Tesco stores in Bucks are removing tonnes of plastic from their packaging

Tesco stores in Buckinghamshire will replace plastic-wrapped multipacks with plastic-free multibuys on tinned food, eliminating tonnes of plastic from the environment.

Monday, 27th January 2020, 10:40 am
Updated Monday, 27th January 2020, 10:41 am

The supermarket chain will become the first UK retailer to remove plastic- wrapped multi-packs from all Tesco stores and replace them with plastic-free multi-buys. This will see 67 million pieces of plastic eliminated.

The scheme will roll out across Buckinghamshire Tesco stores from 2 March. It is part of Tesco’s 4Rs strategy – Remove, Reduce, Reuse, Recycle – which means it will remove non-recyclable and excess packaging from its business.

Tins will be available individually, with no plastic wrap holding them together any more. They’ll still be eligible for multi-buy deals. It is estimated that about 183,000 tinned multi-packs are bought every day at Tesco.

Tesco are reducing the amount of plastic in their packaging

The change applies to Tesco own-brand products and branded products, such as Heinz Beanz. It will help Buckinghamshire’s households reduce the amount of plastic they use. It contributes to Tesco’s commitment to remove 1 billion pieces of plastic from its own-brand products by the end of 2020.

Products affected include Tesco and Heinz soups, Tesco, Heinz and Branston baked beans and spaghetti products, Tesco tinned tomatoes, Tesco and Green Giant sweetcorn, Tesco, Princes and John West tuna

Tesco CEO Dave Lewis said:

“As part of this work, removing plastic wrapped multi-packs from every Tesco store in the UK will cut 350 tonnes of plastic from the environment every year and customers will still benefit from the same great-value ‘multi-pack’ price.”

Where packaging can’t be removed – for example, where it prevents food waste – Tesco will work with its suppliers to reduce it to an absolute minimum.

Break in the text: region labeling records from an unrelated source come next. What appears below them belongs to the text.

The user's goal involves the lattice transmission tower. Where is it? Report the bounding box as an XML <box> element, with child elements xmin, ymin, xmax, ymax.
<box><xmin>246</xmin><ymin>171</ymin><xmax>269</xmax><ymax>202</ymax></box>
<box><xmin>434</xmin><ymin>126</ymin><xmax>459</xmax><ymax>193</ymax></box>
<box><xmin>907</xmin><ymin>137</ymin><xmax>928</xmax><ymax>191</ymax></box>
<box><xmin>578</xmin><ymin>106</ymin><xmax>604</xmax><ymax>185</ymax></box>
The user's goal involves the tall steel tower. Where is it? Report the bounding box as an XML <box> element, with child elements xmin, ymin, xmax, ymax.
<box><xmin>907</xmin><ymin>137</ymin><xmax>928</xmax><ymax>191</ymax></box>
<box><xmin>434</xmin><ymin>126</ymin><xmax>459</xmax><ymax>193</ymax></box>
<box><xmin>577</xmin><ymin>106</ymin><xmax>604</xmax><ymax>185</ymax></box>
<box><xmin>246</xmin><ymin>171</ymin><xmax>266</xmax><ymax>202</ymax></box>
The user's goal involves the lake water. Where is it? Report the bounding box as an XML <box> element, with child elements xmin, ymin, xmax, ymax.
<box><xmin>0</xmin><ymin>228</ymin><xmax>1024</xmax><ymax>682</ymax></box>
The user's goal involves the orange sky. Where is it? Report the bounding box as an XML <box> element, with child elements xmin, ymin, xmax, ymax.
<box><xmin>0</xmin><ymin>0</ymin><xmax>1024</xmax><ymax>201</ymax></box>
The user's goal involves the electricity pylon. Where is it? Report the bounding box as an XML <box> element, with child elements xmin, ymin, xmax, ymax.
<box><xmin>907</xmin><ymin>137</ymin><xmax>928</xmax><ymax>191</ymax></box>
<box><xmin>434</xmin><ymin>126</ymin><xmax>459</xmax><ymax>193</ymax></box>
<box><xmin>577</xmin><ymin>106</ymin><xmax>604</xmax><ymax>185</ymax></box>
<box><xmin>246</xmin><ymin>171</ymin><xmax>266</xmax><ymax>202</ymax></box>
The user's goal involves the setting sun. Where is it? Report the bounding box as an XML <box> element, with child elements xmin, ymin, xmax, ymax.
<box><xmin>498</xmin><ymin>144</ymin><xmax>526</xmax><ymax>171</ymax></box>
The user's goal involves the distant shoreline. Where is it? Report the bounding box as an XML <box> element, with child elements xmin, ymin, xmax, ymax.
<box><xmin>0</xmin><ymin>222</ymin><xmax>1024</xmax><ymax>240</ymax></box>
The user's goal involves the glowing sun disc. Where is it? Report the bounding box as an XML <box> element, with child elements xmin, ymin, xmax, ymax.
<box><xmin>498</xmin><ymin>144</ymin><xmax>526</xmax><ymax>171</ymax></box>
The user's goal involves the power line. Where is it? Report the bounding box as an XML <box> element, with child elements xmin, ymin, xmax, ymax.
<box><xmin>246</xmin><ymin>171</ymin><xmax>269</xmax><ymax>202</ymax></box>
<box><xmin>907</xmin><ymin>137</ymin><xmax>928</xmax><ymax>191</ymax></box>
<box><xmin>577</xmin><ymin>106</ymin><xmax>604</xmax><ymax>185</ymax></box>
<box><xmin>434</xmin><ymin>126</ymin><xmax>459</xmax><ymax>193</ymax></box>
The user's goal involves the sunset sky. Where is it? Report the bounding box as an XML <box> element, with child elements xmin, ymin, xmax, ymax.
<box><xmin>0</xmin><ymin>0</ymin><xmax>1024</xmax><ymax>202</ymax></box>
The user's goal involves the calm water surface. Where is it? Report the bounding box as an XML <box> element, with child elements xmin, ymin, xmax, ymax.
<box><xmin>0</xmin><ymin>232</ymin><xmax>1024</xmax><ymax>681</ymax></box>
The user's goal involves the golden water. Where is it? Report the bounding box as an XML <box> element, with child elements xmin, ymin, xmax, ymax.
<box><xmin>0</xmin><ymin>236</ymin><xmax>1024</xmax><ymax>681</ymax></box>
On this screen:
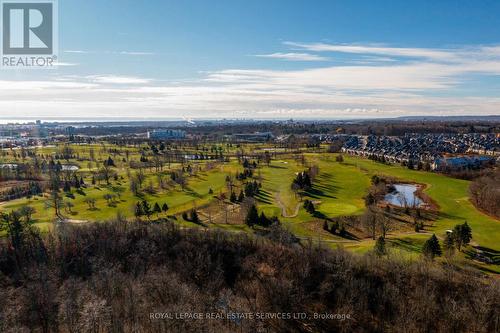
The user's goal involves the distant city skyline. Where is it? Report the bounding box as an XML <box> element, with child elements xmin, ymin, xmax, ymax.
<box><xmin>0</xmin><ymin>0</ymin><xmax>500</xmax><ymax>118</ymax></box>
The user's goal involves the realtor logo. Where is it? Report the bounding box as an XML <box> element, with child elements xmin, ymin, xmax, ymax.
<box><xmin>0</xmin><ymin>0</ymin><xmax>57</xmax><ymax>68</ymax></box>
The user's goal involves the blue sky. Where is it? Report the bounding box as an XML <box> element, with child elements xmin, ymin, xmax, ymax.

The retailer will explore new opportunities to reuse packaging and ensure anything left is recycled as part of a closed loop system.

At the end of last year, Tesco removed all hard-to-recycle materials from Tesco own-brand products and is working with suppliers to do the same.

Georgiana de Noronha, President of Kraft Heinz Northern Europe, said:

“We’re excited to be partnering with Tesco on this. While we know we have more to do, this initiative is good news for the environment, and for the millions of people who enjoy Heinz varieties every day, as they’ll still be able to benefit from the same great value for money.”